Enkele belangwekkende bevindingen uit het rapport zijn:

  • Uitgaande van belangrijke doelen van het energiebeleid als een betrouwbare levering, betaalbaarheid en duurzaamheid, laten de voorzieningen op alle eilanden te wensen over.

  • De huidige Wet Elektriciteitsconcessies BES biedt noch het primair verantwoordelijke lokale bestuur noch de politiek bestuurlijk verantwoordelijke minister van Economische Zaken de juiste en noodzakelijke bevoegdheden om de respectievelijke verantwoordelijkheden waar te maken.

  • De kwaliteit van de organisatie van de elektriciteitsvoorziening door het Water en Elektriciteitsbedrijf van Bonaire schiet te kort. Deze bevinding wordt bevestigd door een audit die de minister van Economische Zaken, Landbouw en Innovatie heeft laten doen bij WEB (Water en Energiebedrijf Bonaire N.V.).

  • Zonder steun van de zijde van de ministers van Infrastructuur en Milieu en Economische Zaken is niet te verwachten dat de water- en elektriciteitsbedrijven renderend zullen kunnen opereren, waarbij de tarieven op een maatschappelijk verantwoord niveau kunnen worden vastgesteld.

Het afgelopen jaar is zowel door de lokale besturen als door medewerkers van de ministeries het nodige ondernomen om tot verbetering van de situatie te komen en perspectief te bieden voor leveringszekerheid, betaalbaarheid en duurzaamheid.

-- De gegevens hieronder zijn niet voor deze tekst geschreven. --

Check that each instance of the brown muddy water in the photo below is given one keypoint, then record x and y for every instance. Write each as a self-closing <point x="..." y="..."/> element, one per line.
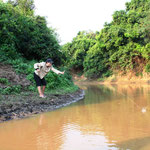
<point x="114" y="117"/>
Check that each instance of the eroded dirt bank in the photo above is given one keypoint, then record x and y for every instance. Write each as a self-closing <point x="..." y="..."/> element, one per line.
<point x="25" y="106"/>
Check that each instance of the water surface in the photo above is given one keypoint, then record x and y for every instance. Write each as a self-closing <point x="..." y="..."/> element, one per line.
<point x="109" y="118"/>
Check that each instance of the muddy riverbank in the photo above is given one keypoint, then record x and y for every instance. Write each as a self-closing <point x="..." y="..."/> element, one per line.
<point x="16" y="107"/>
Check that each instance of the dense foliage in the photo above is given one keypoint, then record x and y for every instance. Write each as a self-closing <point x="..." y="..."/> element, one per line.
<point x="24" y="34"/>
<point x="25" y="39"/>
<point x="123" y="44"/>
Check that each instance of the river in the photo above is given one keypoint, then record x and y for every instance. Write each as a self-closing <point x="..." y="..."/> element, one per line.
<point x="112" y="117"/>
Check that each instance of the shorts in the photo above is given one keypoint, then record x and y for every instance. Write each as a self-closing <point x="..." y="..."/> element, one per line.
<point x="39" y="81"/>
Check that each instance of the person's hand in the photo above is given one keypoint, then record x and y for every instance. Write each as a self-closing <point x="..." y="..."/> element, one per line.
<point x="38" y="70"/>
<point x="63" y="72"/>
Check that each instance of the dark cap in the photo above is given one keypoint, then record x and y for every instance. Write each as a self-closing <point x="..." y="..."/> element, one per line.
<point x="49" y="60"/>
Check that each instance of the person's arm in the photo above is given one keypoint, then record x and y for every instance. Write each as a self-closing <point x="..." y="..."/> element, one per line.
<point x="37" y="66"/>
<point x="57" y="71"/>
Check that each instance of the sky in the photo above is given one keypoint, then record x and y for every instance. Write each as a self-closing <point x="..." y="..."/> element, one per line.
<point x="69" y="17"/>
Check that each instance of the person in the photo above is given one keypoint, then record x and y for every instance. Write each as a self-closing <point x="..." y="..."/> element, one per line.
<point x="41" y="69"/>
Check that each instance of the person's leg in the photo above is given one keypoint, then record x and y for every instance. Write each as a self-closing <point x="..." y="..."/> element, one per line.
<point x="38" y="84"/>
<point x="44" y="85"/>
<point x="43" y="89"/>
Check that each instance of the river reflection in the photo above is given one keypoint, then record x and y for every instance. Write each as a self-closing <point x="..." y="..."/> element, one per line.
<point x="109" y="118"/>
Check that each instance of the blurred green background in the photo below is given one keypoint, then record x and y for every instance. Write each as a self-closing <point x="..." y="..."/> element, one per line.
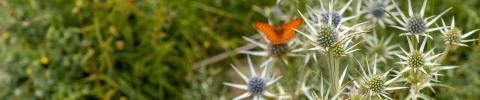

Met het oog op de plaatsing van een aantal windturbines voor mijn rekening op Saba en Sint Eustatius is onderzoek gedaan naar geschikte locaties en worden binnenkort windmetingen uitgevoerd. Onderzoek is gestart naar de noodzakelijke verplaatsing van de elektriciteitscentrale en de uitbreiding van de brandstofopslag op Saba in verband met de veiligheid. Een interim manager is actief om de transitie van het huidige gemeenschappelijke energiebedrijf GEBE naar een tweetal elektriciteitsbedrijven voor Saba en Sint Eustatius vorm te geven.

Op Bonaire hebben het lokaal bestuur en onze departementen gezamenlijk inspanningen geleverd om te zorgen dat de situatie rond WEB wordt genormaliseerd. Een interim-bestuurder heeft er orde op zaken gesteld. In arbitrage is een uitspraak gedaan in het langslepende conflict tussen WEB en Ecopower. WEB is op meer afstand geplaatst van de Bonaire Holding Maatschappij. Een nieuwe CEO en CFO zijn met betrokkenheid van beide departementen geworven. Een audit door de Rijksauditdienst heeft duidelijk gemaakt dat WEB in een vrijwel failliete staat verkeert. De toenmalige minister van Economische Zaken, Landbouw en Innovatie en zijn collega van Infrastructuur en Milieu hebben een financiële bijdrage toegezegd om noodzakelijke tariefsverhogingen voor elektriciteit en water tot maatschappelijke proportie terug te brengen. Het vorige kabinet heeft ingestemd met een structurele voorziening met het zelfde oogmerk. De directie van WEB heeft met Ecopower een betalingsregeling getroffen voor achterstallige betalingen en de noodzakelijke externe financiering is goed geregeld.

In de mogelijkheid om als verantwoordelijke ministers gezamenlijk een commissaris voor WEB voor te dragen is ten slotte, inmiddels met instemming van het bestuurscollege, in de nieuwe statuten van de N.V. voorzien. Het beoogde reguleringskader vormt het sluitstuk.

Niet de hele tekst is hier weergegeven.